¿Palíndromo? Arepera. Sólo me sabía ese. Arepera. Y vete tú a saber dónde reposa la poesía de una reina pepeada, una catira o una sifrina. ¿Dónde?

Con mi sensei de vocería aprendí, que la única manera de hacer verdad una mentira, era creyéndotela. Transformando la historia en una memoria que pudieras narrar muchas veces, interrumpiendo su secuencia, de atrás hacia adelante y de adelante hacia atrás. Porque si quieres atrapar a un mentiroso, el anzuelo más sencillo es preguntarle primero el desenlace y que te eche la historia al revés.
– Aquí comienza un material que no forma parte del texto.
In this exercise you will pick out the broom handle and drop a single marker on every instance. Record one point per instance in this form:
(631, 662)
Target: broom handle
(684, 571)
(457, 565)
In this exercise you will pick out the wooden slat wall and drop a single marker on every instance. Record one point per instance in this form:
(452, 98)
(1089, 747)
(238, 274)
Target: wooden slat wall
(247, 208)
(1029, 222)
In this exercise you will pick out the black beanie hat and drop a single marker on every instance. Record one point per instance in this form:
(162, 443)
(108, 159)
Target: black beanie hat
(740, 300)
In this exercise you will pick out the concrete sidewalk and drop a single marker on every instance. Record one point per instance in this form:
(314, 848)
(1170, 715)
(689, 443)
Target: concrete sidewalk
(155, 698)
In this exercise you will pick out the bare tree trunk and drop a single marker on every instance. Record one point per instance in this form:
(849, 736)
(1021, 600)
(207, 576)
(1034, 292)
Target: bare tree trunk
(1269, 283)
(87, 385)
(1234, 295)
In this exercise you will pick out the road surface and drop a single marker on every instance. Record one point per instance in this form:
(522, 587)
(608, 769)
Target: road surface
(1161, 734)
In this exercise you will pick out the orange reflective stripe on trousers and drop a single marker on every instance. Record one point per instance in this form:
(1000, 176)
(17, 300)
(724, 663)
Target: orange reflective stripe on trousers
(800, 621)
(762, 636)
Sí, es más barato decir la verdad. Y la verdad es que leí cada poema de César Segovia como una buena mentira, sorprendiéndome con la exactitud de sus caracteres contenidos, buscando con terquedad una “a” mal puesta, una “f” que sobrara, una letra que rompiera la justicia de su concordancia. No la hallé.

¿Cómo piensa un poeta de palíndromos? ¿Cómo funciona el espejo imaginario que abre el compás de su simetría, aunque los significados no sean los mismos? Yo no sé leer poesía. Hay un dejo incomprensible en el tenor de los poetas que he tenido el privilegio de escuchar. Una necesidad bucólica y sombría, donde las pausas son importantes, donde las líneas nunca son sucesivas, y encierran suspiros necesarios, que sólo conoce quién los sintió y escribió. Hay una fragilidad soberbia en su desorden, donde la prosa es un exceso, una vía rápida para sus cursos invertebrados, y pobre de ti, que no tienes idea de cómo se lee lo que lees.

Y leí a César como me dio la gana. Lo leí con despecho, con interés, con un “¿ah?” atravesado en la obstinada necesidad del inicio, desarrollo y cierre que nunca obtuve. Por eso me gustó más. Porque tuve que inventarme las historias que se resumían en sus palíndromos. Tuve que leer a Darío Lancini para entender incluso el nombre de la colección, y fascinarme con sus propias obras, menudas, chiquitas, sabrosas. Y al terminar me pregunté, ofendida conmigo misma, ¿por qué yo no sabía quién era Lancini?

“Eso lo sé” saldó una vieja deuda que la poesía tenía conmigo, porque al leerlo varias veces, aunque las letras repitieran su orden exacto, pude recrear mis propias palabras estructurando otras maneras de decir cosas que él no escribió, pero que yo sí leí.

Lo que digo cuando digo esto, es que buena parte de mi resistencia a la poesía es el “deber ser” de una metalectura para la que no todos fuimos entrenados, ¿saben?, como ver un desfile de moda y concluir que todas las piezas son horrendas, que jamás te pondrías algo así, y sin embargo los críticos afirman que es una de las piezas más bellas que han visto alguna vez, y que supera toda propuesta vanguardista en pasarela. Y tú te quedas con esa espina, con la duda, con la rabia que no resuelve la pregunta capital: ¿qué vieron ellos que no viste tú? Igualito pasa con la poesía, ¿qué leen los que sí saben de eso, que no lees tú? ¿Dónde reside la belleza de un poema?

Una amiga me dijo hace pocas semanas que no entendía la campaña de odio contra Arjona. Que le fastidiaba que amasen a Drexler y odiasen a Arjona. Que le explicase por qué Sabina era un dios y Arjona un condenado. Oh, el pecado de la obviedad, pensé. La ruta fácil, me dije. El absoluto de aquellos que se reconocen cultos en su orbe de gustos similares, a los que sólo ellos tienen acceso, porque sólo ellos saben leer lo que tú no lees.

Pues, ¡el palíndromo es la tercera vía! ¡La monserga de la liberación! Léelo de derecha a izquierda, o al revés. ¡En el palíndromo cabemos todos! Porque todos concurriremos a sus estructuras, con la misma pregunta y la misma certeza: ¿cómo lo hizo?, ¡yo no podría hacerlo!

Y responderá César Segovia: eso lo sé. Y no es mentira.